Edit: Found the quote online.

The Empire's infantry and airspeeders kept their distance from the facility as the Star Destroyer descended. The reason why became obvious when the first emerald turbolaser blasts rained from the sky onto the mountainside, cratering the black slope and turning stone into cracked, sizzling glass. The few Twilight Company scouts and snipers who prowled about the peak's upper reaches rapidly withdrew to the innermost perimeter or were disintegrated by the lasers' atomizing spite.

There is also this feat, where TIE fighters colliding against the overcharged clashing deflector shields of a CR90 corvette and Braha'tok-class gunship are outright atomised:

The Thunderstrike and Apailana's Promise flew in such tight proximity that their shields bumped and clashed, coruscating through the visible spectrum and releasing enough energy to atomize any TIE fighter that passed through their field.

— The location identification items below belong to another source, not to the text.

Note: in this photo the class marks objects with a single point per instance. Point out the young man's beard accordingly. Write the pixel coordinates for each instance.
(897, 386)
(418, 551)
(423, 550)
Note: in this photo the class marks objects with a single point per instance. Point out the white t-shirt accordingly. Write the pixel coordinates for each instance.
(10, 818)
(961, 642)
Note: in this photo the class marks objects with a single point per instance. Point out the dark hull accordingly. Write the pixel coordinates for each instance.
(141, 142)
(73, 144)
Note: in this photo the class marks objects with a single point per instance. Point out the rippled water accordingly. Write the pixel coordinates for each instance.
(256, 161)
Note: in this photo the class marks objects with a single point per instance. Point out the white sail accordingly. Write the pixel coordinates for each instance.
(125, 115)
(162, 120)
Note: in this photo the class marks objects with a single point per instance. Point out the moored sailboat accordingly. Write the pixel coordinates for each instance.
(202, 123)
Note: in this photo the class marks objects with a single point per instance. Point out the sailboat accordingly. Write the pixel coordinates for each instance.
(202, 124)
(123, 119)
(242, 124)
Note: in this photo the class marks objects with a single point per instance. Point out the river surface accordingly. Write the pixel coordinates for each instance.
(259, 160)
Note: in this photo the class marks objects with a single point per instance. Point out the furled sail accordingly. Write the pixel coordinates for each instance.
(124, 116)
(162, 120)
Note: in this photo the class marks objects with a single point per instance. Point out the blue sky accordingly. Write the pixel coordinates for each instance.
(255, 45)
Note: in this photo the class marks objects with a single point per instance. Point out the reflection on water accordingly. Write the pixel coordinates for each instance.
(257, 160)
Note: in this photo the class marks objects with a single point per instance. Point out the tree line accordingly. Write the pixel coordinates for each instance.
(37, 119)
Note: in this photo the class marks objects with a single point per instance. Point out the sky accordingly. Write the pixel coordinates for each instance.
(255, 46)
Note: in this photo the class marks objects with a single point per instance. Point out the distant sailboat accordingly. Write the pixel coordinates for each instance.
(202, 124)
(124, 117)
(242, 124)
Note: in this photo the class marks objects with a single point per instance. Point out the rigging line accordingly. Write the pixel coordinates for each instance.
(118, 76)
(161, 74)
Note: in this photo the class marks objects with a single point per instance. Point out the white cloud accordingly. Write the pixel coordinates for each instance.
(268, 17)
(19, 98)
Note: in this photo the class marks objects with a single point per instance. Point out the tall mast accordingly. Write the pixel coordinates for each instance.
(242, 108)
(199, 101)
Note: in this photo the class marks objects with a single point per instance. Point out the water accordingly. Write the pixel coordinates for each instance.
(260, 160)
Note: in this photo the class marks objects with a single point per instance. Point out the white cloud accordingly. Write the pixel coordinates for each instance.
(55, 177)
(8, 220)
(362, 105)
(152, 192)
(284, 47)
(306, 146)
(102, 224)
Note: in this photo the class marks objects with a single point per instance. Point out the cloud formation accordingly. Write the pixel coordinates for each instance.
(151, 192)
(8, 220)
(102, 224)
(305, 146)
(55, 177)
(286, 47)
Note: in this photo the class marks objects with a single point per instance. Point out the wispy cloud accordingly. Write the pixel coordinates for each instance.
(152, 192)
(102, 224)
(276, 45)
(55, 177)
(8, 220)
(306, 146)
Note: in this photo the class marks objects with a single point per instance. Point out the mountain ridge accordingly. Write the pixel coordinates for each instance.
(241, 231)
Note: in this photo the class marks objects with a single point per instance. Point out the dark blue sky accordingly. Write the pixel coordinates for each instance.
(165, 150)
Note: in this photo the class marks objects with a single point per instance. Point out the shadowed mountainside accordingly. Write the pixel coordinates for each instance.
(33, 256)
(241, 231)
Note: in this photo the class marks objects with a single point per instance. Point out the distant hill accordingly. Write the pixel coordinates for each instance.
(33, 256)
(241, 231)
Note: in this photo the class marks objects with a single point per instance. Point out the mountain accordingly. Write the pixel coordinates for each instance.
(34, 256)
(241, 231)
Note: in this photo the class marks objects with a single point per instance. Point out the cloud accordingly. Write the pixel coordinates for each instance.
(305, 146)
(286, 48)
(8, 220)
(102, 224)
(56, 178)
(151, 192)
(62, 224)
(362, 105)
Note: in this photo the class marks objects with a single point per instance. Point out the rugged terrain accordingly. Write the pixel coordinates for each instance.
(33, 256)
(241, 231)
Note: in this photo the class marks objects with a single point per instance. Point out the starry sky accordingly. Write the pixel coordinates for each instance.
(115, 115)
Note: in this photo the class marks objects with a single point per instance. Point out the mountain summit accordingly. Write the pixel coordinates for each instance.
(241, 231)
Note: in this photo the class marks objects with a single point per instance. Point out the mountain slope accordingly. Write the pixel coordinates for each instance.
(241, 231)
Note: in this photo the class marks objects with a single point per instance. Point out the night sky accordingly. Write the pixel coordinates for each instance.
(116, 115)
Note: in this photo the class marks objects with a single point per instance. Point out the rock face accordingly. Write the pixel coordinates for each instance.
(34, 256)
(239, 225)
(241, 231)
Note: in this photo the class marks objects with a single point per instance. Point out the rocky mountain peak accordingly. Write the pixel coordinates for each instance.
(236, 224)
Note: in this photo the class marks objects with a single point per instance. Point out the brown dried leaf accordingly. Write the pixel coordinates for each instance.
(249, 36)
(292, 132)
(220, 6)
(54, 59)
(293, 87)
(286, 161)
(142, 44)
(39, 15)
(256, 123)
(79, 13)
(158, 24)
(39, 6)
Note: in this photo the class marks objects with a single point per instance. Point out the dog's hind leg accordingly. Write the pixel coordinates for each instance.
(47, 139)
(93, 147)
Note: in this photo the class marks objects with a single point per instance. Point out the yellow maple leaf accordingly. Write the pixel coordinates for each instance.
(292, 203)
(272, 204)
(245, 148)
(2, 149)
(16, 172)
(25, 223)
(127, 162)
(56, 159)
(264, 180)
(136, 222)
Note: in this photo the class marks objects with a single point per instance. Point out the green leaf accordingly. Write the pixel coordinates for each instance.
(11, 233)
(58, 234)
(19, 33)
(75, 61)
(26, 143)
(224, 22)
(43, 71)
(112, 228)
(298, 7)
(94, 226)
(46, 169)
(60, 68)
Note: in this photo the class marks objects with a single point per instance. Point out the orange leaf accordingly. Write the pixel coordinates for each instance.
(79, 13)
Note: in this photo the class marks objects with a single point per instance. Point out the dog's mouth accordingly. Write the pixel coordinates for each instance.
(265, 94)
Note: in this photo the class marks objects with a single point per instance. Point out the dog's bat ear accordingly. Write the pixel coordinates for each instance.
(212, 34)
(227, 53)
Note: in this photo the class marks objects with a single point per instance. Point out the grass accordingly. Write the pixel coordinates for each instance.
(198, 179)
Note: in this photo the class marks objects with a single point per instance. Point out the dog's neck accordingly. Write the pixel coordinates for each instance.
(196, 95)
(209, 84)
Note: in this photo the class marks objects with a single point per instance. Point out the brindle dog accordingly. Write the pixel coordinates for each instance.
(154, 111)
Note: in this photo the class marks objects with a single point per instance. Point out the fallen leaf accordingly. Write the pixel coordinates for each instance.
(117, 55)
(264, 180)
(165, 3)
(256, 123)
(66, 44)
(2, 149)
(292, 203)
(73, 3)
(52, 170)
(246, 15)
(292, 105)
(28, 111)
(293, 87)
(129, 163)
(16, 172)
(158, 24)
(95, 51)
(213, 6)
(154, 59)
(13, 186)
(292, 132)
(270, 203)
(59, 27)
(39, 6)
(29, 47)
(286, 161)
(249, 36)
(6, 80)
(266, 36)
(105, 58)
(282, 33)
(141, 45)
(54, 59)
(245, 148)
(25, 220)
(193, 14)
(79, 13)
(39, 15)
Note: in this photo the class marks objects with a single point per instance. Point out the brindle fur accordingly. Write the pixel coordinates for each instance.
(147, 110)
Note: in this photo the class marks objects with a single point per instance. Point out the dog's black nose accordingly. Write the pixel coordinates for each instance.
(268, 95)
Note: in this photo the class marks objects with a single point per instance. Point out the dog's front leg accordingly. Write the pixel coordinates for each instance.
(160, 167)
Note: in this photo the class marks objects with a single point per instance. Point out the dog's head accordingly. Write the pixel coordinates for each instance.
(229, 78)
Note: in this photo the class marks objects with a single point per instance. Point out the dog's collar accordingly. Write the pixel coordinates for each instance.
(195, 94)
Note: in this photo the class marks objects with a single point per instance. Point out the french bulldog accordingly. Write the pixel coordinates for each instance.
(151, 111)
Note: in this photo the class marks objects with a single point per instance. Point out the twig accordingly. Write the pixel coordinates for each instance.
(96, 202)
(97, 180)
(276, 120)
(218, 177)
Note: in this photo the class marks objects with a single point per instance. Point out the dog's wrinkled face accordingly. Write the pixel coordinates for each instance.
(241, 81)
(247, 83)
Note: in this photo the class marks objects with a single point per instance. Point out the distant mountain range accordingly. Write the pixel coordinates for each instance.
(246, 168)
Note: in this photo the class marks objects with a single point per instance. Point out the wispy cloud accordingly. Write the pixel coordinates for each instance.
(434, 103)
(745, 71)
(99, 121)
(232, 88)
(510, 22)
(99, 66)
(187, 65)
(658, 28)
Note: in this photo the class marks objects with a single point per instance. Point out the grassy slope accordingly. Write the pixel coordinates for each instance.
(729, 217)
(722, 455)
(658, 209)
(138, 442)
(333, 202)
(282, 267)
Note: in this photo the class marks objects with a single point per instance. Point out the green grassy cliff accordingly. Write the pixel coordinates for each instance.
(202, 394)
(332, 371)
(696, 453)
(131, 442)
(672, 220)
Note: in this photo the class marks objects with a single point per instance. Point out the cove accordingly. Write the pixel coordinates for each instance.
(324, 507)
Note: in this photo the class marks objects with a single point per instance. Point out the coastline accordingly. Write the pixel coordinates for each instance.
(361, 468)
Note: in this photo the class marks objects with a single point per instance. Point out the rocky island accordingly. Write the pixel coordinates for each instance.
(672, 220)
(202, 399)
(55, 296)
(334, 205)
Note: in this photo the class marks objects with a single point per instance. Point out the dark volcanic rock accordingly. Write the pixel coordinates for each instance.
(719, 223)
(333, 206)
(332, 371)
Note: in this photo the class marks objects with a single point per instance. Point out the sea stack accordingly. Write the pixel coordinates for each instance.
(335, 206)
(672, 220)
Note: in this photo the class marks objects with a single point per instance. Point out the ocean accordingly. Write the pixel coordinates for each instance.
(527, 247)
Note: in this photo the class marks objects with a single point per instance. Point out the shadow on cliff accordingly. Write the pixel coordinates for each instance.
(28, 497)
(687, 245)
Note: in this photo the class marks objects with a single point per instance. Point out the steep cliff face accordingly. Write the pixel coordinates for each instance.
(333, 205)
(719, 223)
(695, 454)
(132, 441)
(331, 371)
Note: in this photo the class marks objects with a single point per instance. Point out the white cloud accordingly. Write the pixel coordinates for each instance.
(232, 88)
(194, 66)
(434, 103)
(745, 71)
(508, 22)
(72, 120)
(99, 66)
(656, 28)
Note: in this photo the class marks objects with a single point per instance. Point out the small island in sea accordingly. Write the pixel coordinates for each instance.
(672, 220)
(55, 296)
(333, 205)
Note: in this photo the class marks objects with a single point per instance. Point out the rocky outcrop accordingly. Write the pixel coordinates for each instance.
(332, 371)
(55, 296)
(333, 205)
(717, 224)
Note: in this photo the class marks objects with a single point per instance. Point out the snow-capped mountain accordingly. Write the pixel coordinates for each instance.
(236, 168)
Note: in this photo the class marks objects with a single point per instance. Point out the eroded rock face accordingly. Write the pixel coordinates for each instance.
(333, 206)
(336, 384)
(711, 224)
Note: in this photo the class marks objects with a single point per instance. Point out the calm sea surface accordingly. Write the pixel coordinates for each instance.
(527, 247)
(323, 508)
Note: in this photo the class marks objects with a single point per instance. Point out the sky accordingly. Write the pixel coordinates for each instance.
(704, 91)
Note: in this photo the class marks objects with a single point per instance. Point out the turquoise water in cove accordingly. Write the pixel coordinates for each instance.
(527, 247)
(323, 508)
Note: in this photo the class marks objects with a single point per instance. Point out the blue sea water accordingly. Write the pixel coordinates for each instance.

Any squadron that attempted to weave between the rebel vessels was destroyed as surely as if it had been crushed between their hulls.

I guess Alexander Freed loves atomising feats XD
 
I've got the book on computer. I can find it pretty quickly.
 
Here's the quotes

The acrid scent in the air was almost painful. Roach asked Namir about it, and he shrugged. "Blaster bolts rip up the atmosphere," he said. "Every time you fire, something gets vaporized. Every planet stinks a little different."

The few Twilight Company scouts and snipers who prowled about the peak's upper reaches rapidly withdrew to the innermost perimeter or were disintegrated by the lasers' atomizing spite. Namir felt a wave of heat billow across his face and tried to shield himself with one arm. Even through his breath mask's filter, the burning air smelled like sulfur and ozone. The emerald rain closed in on the troops, accompanied by the glowing spheres of guided proton bombs encircling the processing facility. How close could the enemy strike without destroying the compound? Namir wondered. How precise were a Star Destroyer's targeting systems?

They're in position!" Hober yelled into Namir's ear. He could barely hear the quartermaster over laserfire and shattering rock. Namir saw a squad of soldiers nearby begin to back away from the crest, glancing toward the facility entrance. "Hold the line!" Namir called. If he'd judged wrong—if the Star Destroyer's gunners could vaporize the troops without touching the facility—he would die with the rest of Twilight, and the battle would be over in an eyeblink. But a moment later, the laserfire stopped. Namir raised his gaze to the gray sky and laughed, the scorched air burning his nostrils. The dark wedge of the Star Destroyer was beneath the cloud layer now, larger than Sullust's dim and distant sun and close enough to display the lines of its metal underbelly. Red and green lightning flashed around it, but the weapons fire wasn't targeting the ground anymore. Instead, the Star Destroyer was lashing at three new shadows descending through the clouds: one a sliver and two mere specks.
 
It's shit like this that makes me say: Star Wars directed energy weapon yields are vastly greater than what their blast/explosion sizes would indicate. Hell, it applies to their bombs/warheads as well.
 
I calced that feat of General Grievous vaporizing the temple, by the way. Using explosion size gets a result of only 10 tons of TNT, whereas the actual temple's destruction is 4.4 to 2800 times greater.
 
Not bad.

But the missile feat results are hilarious, because that gunship's laser cannons have a Low 7-C feat.

I guess one possible explanation is that those missiles are using warheads similar to those of proton torpedoes and concussion missiles, which unleash super-heated plasma payloads that can vaporise. So the yield is far greater than what that explosion would indicate.

I also recall a statement from a couple of reference books (such as the AOTC ICS) that warheads in Star Wars have "blast focus" tech that can focus warhead blasts into a narrow few-degree blast cone.
 
I believe they rebuilt the comm tower later, so it would make sense if they decreased the yield as to not obliterate the entire installation. They only wanted to take it out of the Rebel's grasp.